Influence of rough surfaces on electrolytic conduction in porous media

There are many examples of porous media in which electrical transport is associated with a pore fluid of conductivity ${\ensuremath{\sigma}}_{f}$ and a constant excess surface conductivity ${\ensuremath{\Sigma}}_{s}$. In all such systems the relation between the effective conductivity ${\ensuremath{\sigma}}_{\mathrm{eff}}$ and ${\ensuremath{\sigma}}_{f}$ is nonlinear due to intrinsic geometrical effects. By calculating ${\ensuremath{\sigma}}_{\mathrm{eff}}$ for a sequence of geometrical models, we show that the character of this relation depends on the degree of surface roughness.
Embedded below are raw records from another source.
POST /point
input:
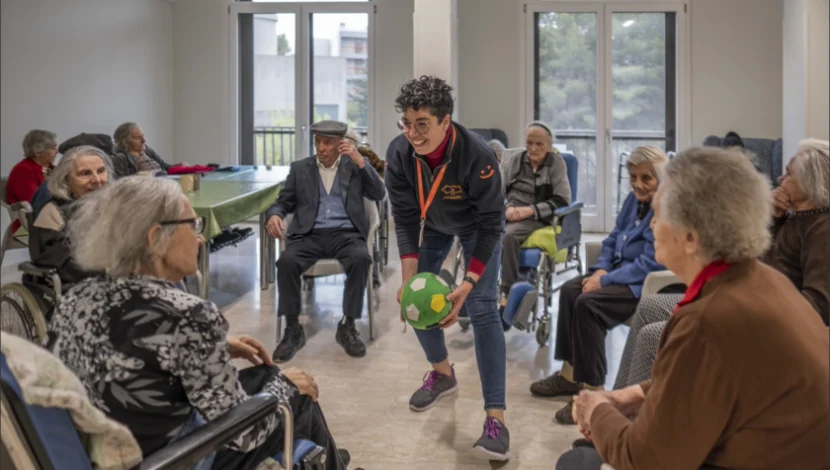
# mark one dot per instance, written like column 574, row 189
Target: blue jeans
column 481, row 306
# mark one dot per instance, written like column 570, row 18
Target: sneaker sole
column 569, row 395
column 446, row 393
column 490, row 455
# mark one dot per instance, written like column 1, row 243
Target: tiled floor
column 365, row 400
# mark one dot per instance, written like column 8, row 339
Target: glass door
column 296, row 64
column 605, row 77
column 565, row 50
column 643, row 86
column 340, row 78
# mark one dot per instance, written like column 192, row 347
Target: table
column 260, row 174
column 227, row 198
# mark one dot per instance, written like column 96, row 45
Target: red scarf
column 704, row 276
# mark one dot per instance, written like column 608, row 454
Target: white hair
column 58, row 184
column 497, row 147
column 811, row 170
column 647, row 155
column 544, row 127
column 721, row 196
column 109, row 231
column 37, row 141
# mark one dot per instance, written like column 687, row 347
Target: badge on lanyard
column 425, row 205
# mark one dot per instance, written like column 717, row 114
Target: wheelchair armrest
column 24, row 205
column 205, row 440
column 33, row 270
column 658, row 280
column 563, row 211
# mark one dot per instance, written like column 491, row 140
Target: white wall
column 735, row 65
column 85, row 66
column 736, row 68
column 818, row 68
column 202, row 67
column 794, row 110
column 436, row 40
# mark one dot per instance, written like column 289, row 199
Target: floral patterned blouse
column 150, row 355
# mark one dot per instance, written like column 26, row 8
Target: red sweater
column 24, row 180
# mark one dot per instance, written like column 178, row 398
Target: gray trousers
column 515, row 233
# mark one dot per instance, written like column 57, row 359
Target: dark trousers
column 309, row 424
column 584, row 320
column 515, row 233
column 301, row 252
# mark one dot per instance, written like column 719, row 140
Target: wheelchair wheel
column 21, row 314
column 543, row 333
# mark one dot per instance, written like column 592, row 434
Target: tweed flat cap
column 330, row 128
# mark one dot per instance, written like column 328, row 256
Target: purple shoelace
column 492, row 428
column 430, row 380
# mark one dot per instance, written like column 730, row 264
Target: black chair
column 490, row 134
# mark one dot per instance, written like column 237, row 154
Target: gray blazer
column 300, row 194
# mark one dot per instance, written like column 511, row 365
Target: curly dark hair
column 427, row 92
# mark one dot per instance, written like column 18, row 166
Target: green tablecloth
column 260, row 174
column 226, row 202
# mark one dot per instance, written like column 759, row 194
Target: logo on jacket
column 487, row 173
column 452, row 192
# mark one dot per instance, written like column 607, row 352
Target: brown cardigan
column 741, row 381
column 801, row 250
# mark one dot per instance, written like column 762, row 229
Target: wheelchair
column 36, row 437
column 537, row 266
column 26, row 306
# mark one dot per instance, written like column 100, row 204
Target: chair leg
column 370, row 308
column 7, row 237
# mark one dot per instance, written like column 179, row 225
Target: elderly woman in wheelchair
column 155, row 358
column 606, row 297
column 81, row 171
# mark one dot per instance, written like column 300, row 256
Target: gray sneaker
column 436, row 385
column 494, row 442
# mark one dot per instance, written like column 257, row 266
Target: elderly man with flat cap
column 325, row 193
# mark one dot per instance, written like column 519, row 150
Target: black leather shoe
column 348, row 337
column 292, row 341
column 582, row 443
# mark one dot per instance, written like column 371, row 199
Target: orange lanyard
column 425, row 205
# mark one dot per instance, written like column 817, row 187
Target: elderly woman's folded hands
column 627, row 400
column 245, row 347
column 304, row 382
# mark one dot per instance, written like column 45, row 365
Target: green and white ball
column 424, row 301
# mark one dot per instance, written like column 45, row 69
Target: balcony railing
column 274, row 145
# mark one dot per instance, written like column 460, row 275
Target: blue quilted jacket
column 628, row 252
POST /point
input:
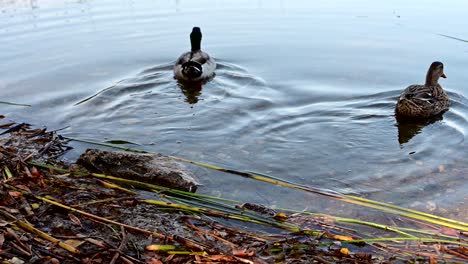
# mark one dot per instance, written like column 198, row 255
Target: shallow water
column 303, row 91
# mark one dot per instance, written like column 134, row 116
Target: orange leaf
column 75, row 220
column 243, row 252
column 35, row 172
column 344, row 238
column 15, row 194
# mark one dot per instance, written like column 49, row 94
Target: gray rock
column 151, row 168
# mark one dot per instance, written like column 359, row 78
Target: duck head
column 436, row 70
column 192, row 69
column 195, row 39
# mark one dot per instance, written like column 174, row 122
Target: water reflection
column 315, row 106
column 191, row 91
column 407, row 129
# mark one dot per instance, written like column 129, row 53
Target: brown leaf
column 449, row 231
column 35, row 172
column 2, row 239
column 339, row 237
column 243, row 252
column 222, row 258
column 23, row 187
column 74, row 243
column 154, row 261
column 15, row 194
column 75, row 220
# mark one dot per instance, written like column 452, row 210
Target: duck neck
column 431, row 79
column 195, row 41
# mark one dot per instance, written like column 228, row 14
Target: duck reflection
column 191, row 91
column 408, row 128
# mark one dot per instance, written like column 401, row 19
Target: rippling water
column 303, row 91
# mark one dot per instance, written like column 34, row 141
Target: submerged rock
column 151, row 168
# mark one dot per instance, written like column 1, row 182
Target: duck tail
column 195, row 39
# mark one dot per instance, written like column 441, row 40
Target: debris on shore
column 93, row 212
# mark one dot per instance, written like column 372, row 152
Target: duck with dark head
column 194, row 66
column 424, row 101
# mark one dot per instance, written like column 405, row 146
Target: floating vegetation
column 53, row 212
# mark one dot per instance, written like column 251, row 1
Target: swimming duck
column 194, row 65
column 424, row 101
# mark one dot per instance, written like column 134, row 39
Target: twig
column 121, row 246
column 27, row 227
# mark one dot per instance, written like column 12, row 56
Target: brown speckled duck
column 194, row 65
column 424, row 101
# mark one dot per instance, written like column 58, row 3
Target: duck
column 424, row 101
column 195, row 65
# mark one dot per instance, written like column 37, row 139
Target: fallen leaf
column 160, row 247
column 75, row 220
column 15, row 194
column 35, row 172
column 344, row 251
column 154, row 261
column 243, row 252
column 74, row 243
column 343, row 238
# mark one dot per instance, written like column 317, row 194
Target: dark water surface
column 304, row 91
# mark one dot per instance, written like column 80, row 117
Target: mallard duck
column 194, row 65
column 424, row 101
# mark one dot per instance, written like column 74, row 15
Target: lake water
column 304, row 91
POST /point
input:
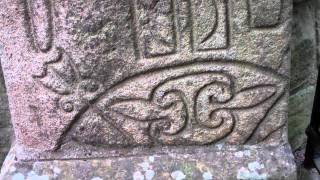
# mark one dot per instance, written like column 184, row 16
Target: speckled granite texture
column 116, row 82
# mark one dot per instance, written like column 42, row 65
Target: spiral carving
column 175, row 114
column 207, row 109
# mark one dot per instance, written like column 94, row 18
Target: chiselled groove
column 215, row 25
column 40, row 23
column 161, row 108
column 133, row 9
column 220, row 27
column 264, row 22
column 106, row 119
column 267, row 113
column 28, row 24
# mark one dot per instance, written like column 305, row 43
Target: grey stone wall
column 5, row 126
column 303, row 69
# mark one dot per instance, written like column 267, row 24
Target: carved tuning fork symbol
column 165, row 27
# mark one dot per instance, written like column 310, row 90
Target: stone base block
column 250, row 162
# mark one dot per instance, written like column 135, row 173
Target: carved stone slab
column 102, row 78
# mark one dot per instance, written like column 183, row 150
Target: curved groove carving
column 200, row 103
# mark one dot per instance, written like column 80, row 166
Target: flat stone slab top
column 194, row 86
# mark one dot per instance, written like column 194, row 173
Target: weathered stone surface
column 203, row 163
column 305, row 44
column 105, row 78
column 5, row 125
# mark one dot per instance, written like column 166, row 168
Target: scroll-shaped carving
column 201, row 103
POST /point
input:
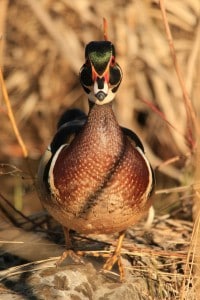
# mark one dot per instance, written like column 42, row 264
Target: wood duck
column 95, row 178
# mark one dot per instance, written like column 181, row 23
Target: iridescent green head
column 100, row 75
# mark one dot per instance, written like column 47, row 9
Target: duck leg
column 116, row 257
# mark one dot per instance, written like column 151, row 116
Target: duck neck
column 103, row 127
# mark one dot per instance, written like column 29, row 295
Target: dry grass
column 43, row 52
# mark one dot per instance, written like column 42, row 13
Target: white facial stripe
column 110, row 96
column 105, row 88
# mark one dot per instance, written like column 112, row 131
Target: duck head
column 100, row 76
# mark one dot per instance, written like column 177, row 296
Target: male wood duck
column 94, row 178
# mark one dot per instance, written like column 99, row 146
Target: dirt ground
column 41, row 52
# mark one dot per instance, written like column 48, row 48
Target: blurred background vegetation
column 42, row 50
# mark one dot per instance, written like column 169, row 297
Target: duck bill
column 101, row 86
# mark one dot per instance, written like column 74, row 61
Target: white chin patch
column 108, row 98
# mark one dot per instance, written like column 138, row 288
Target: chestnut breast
column 101, row 181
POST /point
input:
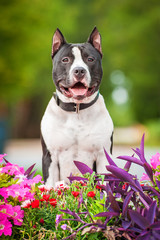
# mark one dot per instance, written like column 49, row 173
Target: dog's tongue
column 78, row 89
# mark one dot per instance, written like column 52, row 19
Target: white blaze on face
column 78, row 62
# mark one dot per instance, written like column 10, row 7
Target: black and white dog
column 76, row 124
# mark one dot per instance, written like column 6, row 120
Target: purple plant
column 133, row 209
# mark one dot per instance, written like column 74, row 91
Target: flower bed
column 108, row 206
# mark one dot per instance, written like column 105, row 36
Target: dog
column 76, row 124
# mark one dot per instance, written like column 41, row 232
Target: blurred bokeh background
column 130, row 33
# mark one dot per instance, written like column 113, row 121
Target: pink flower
column 26, row 204
column 46, row 197
column 5, row 226
column 91, row 194
column 45, row 188
column 2, row 156
column 35, row 204
column 144, row 177
column 64, row 226
column 75, row 194
column 18, row 215
column 155, row 160
column 14, row 213
column 6, row 210
column 12, row 169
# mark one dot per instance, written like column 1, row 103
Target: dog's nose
column 79, row 72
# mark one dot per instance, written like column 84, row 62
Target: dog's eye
column 90, row 59
column 65, row 60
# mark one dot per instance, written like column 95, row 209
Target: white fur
column 70, row 136
column 78, row 62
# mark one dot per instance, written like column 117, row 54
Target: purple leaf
column 144, row 236
column 156, row 235
column 156, row 226
column 76, row 178
column 137, row 151
column 123, row 175
column 131, row 159
column 28, row 171
column 151, row 212
column 149, row 188
column 142, row 149
column 126, row 224
column 138, row 219
column 114, row 204
column 149, row 171
column 158, row 184
column 110, row 161
column 126, row 202
column 127, row 166
column 83, row 168
column 107, row 214
column 143, row 199
column 32, row 174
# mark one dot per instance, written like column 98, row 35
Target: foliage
column 16, row 186
column 130, row 42
column 112, row 205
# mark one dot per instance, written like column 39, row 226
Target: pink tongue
column 78, row 90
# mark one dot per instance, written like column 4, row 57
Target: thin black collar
column 73, row 107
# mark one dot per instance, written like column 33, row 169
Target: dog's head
column 77, row 70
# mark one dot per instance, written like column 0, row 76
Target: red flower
column 35, row 204
column 59, row 192
column 53, row 202
column 124, row 186
column 98, row 187
column 41, row 221
column 46, row 197
column 91, row 194
column 75, row 194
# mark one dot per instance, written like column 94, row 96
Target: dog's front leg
column 50, row 166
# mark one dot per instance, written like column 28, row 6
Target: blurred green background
column 130, row 33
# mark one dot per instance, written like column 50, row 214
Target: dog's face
column 77, row 70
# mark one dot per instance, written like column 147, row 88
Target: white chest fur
column 70, row 136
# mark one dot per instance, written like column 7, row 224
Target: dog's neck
column 76, row 101
column 74, row 106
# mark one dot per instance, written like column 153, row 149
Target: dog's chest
column 85, row 132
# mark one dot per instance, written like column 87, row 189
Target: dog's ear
column 95, row 40
column 58, row 41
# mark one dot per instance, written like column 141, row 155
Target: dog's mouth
column 77, row 91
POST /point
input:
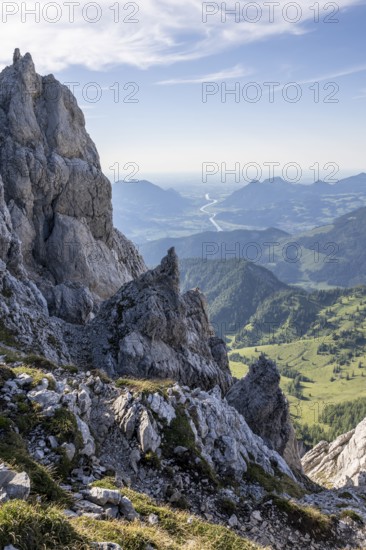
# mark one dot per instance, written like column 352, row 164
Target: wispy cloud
column 336, row 74
column 238, row 71
column 361, row 95
column 167, row 31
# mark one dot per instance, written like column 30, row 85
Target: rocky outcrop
column 260, row 400
column 59, row 201
column 340, row 463
column 13, row 485
column 149, row 330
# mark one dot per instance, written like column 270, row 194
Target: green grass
column 302, row 355
column 7, row 337
column 180, row 433
column 173, row 531
column 43, row 484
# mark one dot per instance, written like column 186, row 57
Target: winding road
column 212, row 216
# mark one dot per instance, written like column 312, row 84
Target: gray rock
column 18, row 487
column 111, row 512
column 341, row 462
column 106, row 546
column 148, row 329
column 103, row 496
column 127, row 510
column 260, row 400
column 60, row 200
column 46, row 398
column 69, row 449
column 85, row 506
column 147, row 435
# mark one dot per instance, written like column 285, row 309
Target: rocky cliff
column 61, row 256
column 260, row 400
column 341, row 463
column 76, row 304
column 57, row 196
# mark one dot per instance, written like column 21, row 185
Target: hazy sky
column 170, row 53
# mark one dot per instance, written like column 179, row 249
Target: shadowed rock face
column 57, row 196
column 60, row 256
column 341, row 462
column 260, row 400
column 148, row 329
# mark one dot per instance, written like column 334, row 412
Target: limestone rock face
column 149, row 330
column 340, row 463
column 59, row 201
column 260, row 400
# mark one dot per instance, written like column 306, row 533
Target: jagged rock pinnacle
column 16, row 55
column 260, row 400
column 59, row 200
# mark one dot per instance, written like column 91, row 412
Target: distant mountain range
column 291, row 207
column 212, row 245
column 259, row 194
column 234, row 289
column 142, row 208
column 327, row 256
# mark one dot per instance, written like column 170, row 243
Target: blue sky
column 170, row 52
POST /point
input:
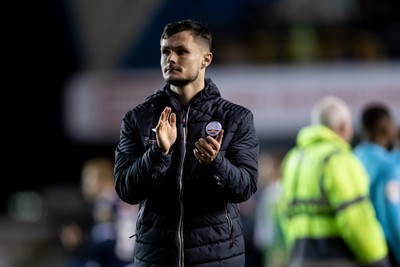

In particular, we consider (1) a three-dimensional consolidated sphere pack with a smooth pore-grain interface, (2) a two-dimensional model in which a self-affine fractal interface is generated by a random-walk algorithm, and (3) a two-dimensional model with a fractal Koch-curve interface. For each of these models, the behavior of ${\ensuremath{\sigma}}_{\mathrm{eff}}$ is shown to be reasonably well described by a simple Pad\'e approximant based on four independently measurable geometrical parameters. Our analysis provides a physical explanation for the puzzling fact that often only a fraction of the total surface charge (as determined by chemical titration) contributes to electrolytic conduction.